Rand is still talking about "Saving" social security, while Ron wants to eventually abolish it entirely.

Rand is in favor of sanctions, Ron Paul is not.

Rand seems like he might be open to military intervention in a few cases (Heritage speech) although this may have been appeasement rhetoric as he did not explicitly state he wanted to attack any given country, Ron Paul is an open, committed noninterventionist.

Ron Paul wants to legalize drugs.  Rand wants to reduce sentences but he does not support legalization, at least not publicly.

Rand Paul supports a lower income tax, Ron Paul supports no income tax at all.

Don't get me wrong, there are still a lot of issues Ron and Rand agree on.  Rand is the best we've got, too.  I just think 99% (Which may well have been hyperbole, humility, or some combination, not a "Lie" as some have accused me of accusing Ron of.  Ron Paul does not lie, ever) is generous.  Rand seems more like an 80% (Right) kind of guy, not a 99% right kind of guy, if you know what I'm saying.  That's not an insult, 80% is still pretty darn good.  How often do you think Rubio or Santorum is right?  A lot less than that, A LOT.  Rand is great.  I just don't think he's quite the same caliber as his dad, even though Ron is extremely humble and will never toot his own horn.

----------


## LibertyEagle

Dude, Ron talked about saving social security too for those who are currently on it and those close to it.  But, he stressed that other things the government did had to be cut in order for this to be possible.

Where I think you are getting confused is between when Ron would mix together his picture of the ideal and what he could actually do in the short term as President.  I think it confused a lot of people.

Rand isn't making that same mistake.

----------


## Christian Liberty

> Dude, Ron talked about saving social security too for those who are currently on it and those close to it.  But, he stressed that other things the government did had to be cut in order for this to be possible.


Yeah, I know, I disagree with Ron Paul on this too (Even though I totally understand it), but Ron Paul made it clear, in no uncertain terms, and with no real potential to misunderstand, that he *eventually* wanted to get rid of the program.  I may have missed something with Rand, but if I recall correctly he has never said anything like this.  Please correct me if I'm wrong.

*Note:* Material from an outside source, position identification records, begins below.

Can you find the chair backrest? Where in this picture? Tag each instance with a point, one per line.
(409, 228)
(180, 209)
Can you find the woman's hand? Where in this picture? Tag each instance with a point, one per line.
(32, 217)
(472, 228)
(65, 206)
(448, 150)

I love Rand, he's great.  On a scale of one to one hundred, if Ron is a 98 (And I wouldn't say he's 100, I don't agree with him on every single issue) Rand is probably more like an 80.  That's not bad, at all.  That's pretty darn good.  I'm behind Rand.  I have a few issues with his policies, but overall I think Rand is going to do more good for our country than bad, by a longshot.  I'm still going to criticize the bad, however, even if Ron Paul is too humble to do so.

----------


## dannno

99%??

Does Rand own bitcoin

----------


## Michigan11

Freedom Fanatic,

Well If you watched Ron in 07' he was speaking pure ideology, of what this country should really be like if we followed the constitution which I would bet everyone here agrees with. In 2011, he began adjusting his message towards a "plan" to get the country back in shape and balance the budget. He adjusted his "speeches" to cast a wider net to increase the numbers. What do you think Rand is now doing following this logic?

----------


## LibertyEagle

> Yeah, I know, I disagree with Ron Paul on this too (Even though I totally understand it), but Ron Paul made it clear, in no uncertain terms, and with no real potential to misunderstand, that he *eventually* wanted to get rid of the program.  I may have missed something with Rand, but if I recall correctly he has never said anything like this.  Please correct me if I'm wrong.
> 
> I love Rand, he's great.  On a scale of one to one hundred, if Ron is a 98 (And I wouldn't say he's 100, I don't agree with him on every single issue) Rand is probably more like an 80.  That's not bad, at all.  That's pretty darn good.  I'm behind Rand.  I have a few issues with his policies, but overall I think Rand is going to do more good for our country than bad, by a longshot.  I'm still going to criticize the bad, however, even if Ron Paul is too humble to do so.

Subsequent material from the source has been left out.